Mick called, wanting to know if I'd heard anything from Tom Heaney, whom he'd been unable to reach. I said I hadn't, but that anybody who'd called would have had to talk to the machine. Tom, I pointed out, barely talked to people. I told him what I'd learned- about Moon, about Donnie Scalzo, and about Gary Allen Dowling.
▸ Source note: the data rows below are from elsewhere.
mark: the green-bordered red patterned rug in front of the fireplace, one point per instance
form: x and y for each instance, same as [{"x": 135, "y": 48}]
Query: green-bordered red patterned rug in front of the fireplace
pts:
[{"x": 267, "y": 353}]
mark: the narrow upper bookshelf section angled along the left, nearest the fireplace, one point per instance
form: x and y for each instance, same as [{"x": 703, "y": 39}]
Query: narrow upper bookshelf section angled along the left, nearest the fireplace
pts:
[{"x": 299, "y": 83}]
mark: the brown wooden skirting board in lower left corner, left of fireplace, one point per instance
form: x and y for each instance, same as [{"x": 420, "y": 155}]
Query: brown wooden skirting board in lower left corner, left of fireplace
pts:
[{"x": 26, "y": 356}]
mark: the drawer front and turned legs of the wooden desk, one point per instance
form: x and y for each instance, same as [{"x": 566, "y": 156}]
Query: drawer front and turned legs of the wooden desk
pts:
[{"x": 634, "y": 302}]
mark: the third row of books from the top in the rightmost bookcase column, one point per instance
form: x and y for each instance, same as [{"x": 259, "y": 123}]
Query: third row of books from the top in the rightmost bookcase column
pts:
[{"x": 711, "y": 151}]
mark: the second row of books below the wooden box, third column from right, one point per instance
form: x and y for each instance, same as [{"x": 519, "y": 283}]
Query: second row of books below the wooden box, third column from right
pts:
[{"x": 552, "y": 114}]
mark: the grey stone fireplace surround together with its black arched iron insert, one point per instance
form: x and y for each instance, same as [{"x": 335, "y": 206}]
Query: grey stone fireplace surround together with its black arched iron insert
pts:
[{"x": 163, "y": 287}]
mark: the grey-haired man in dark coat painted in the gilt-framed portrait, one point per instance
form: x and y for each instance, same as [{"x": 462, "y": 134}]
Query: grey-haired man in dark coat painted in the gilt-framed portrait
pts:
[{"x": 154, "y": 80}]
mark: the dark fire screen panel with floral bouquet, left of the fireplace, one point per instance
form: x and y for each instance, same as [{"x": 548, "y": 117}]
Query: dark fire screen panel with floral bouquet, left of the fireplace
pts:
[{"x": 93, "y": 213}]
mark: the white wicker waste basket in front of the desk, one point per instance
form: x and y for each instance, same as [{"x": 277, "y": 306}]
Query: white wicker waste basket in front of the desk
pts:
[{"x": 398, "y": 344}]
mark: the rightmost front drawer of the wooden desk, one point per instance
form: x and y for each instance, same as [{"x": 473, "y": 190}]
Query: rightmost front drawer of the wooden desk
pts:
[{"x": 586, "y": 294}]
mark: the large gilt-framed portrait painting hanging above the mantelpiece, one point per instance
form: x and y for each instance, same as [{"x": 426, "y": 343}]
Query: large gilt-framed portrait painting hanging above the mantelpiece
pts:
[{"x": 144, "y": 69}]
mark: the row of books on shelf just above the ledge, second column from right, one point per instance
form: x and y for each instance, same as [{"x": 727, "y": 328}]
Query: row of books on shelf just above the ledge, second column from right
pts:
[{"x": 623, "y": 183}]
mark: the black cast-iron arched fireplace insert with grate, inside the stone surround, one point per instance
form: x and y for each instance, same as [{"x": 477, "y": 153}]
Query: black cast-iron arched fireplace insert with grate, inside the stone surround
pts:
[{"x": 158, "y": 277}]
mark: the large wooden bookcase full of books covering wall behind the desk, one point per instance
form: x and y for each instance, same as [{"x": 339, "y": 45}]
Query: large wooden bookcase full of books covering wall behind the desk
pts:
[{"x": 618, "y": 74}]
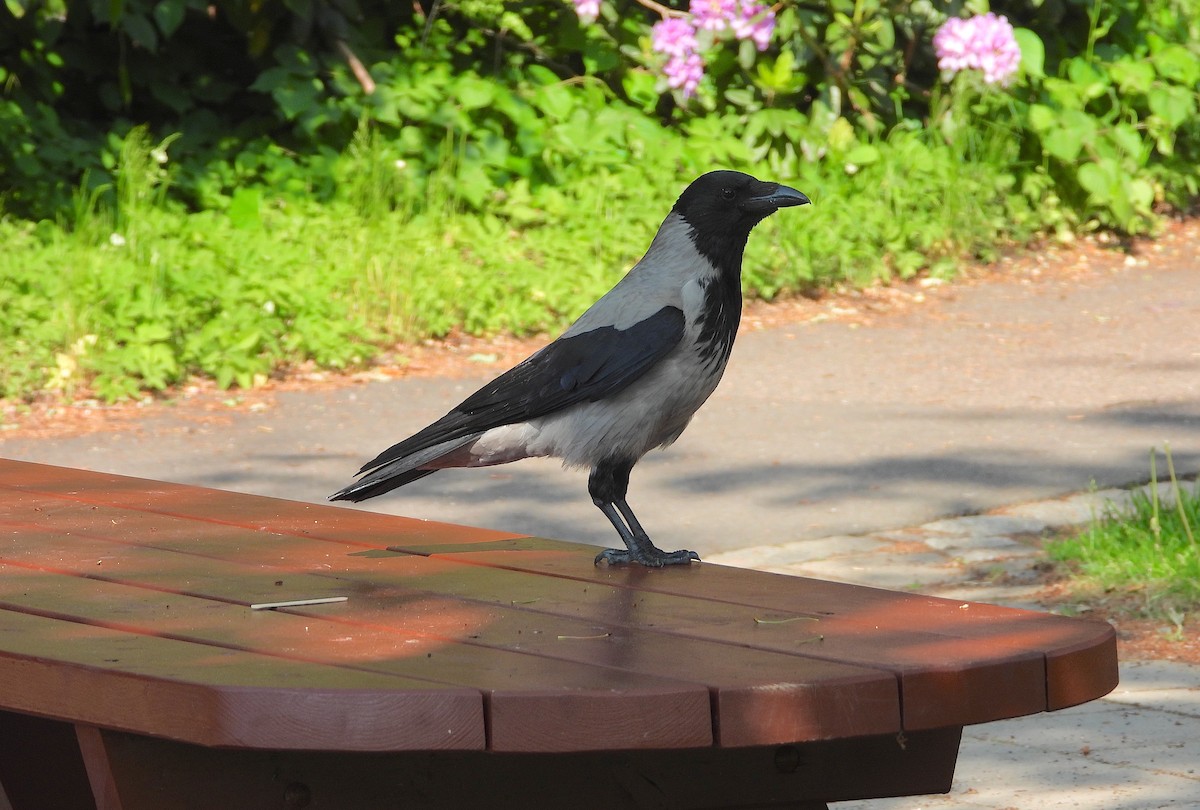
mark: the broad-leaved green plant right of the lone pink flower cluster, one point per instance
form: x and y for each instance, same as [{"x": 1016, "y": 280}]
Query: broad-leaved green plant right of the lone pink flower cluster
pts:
[{"x": 1114, "y": 127}]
I made it an early night, and I was at Phyllis Bingham's travel agency at nine on the dot. She was already at her desk. I told her I wanted to go to Buffalo, and while she brought up what she needed on her computer she asked how Elaine was doing on her buying trip. Of course she would have seen the sign in the shop window, it was just up the street, but for a minute I didn't know what she was talking about. I said it was going fine, and she said she could get me on a 10:00 a.m. Continental flight out of Newark, but that wouldn't give me any time to pack. Nothing to pack, I said. She booked me on the flight and on a return flight at 3:30 the same afternoon. If I missed it there'd be another two hours later.
"I guess you won't get to look at the Falls," she said.
I went out and got a cab right away, and I didn't even have to talk the driver into making the trip to Newark. He was delighted. I made my plane with a few minutes to spare and landed an hour later in Buffalo. I rented a car and drove to Attica, and that took another hour because I missed a turn and had to double back. I was there by noon and I was out of there by two, which put me way ahead of Gary Allen Dowling, not to mention Goo and Moon and Donny. It only took me forty minutes to get back to the Buffalo airport, where I had plenty of time to turn in the rental car and grab a meal before they called my return flight.
There was a long line for cabs at Newark, so I saved a few dollars and took a bus to Penn Station and the subway home. I walked in the door and Elaine said, "You said you'd be home for dinner and I didn't believe you. But you may not be able to stay."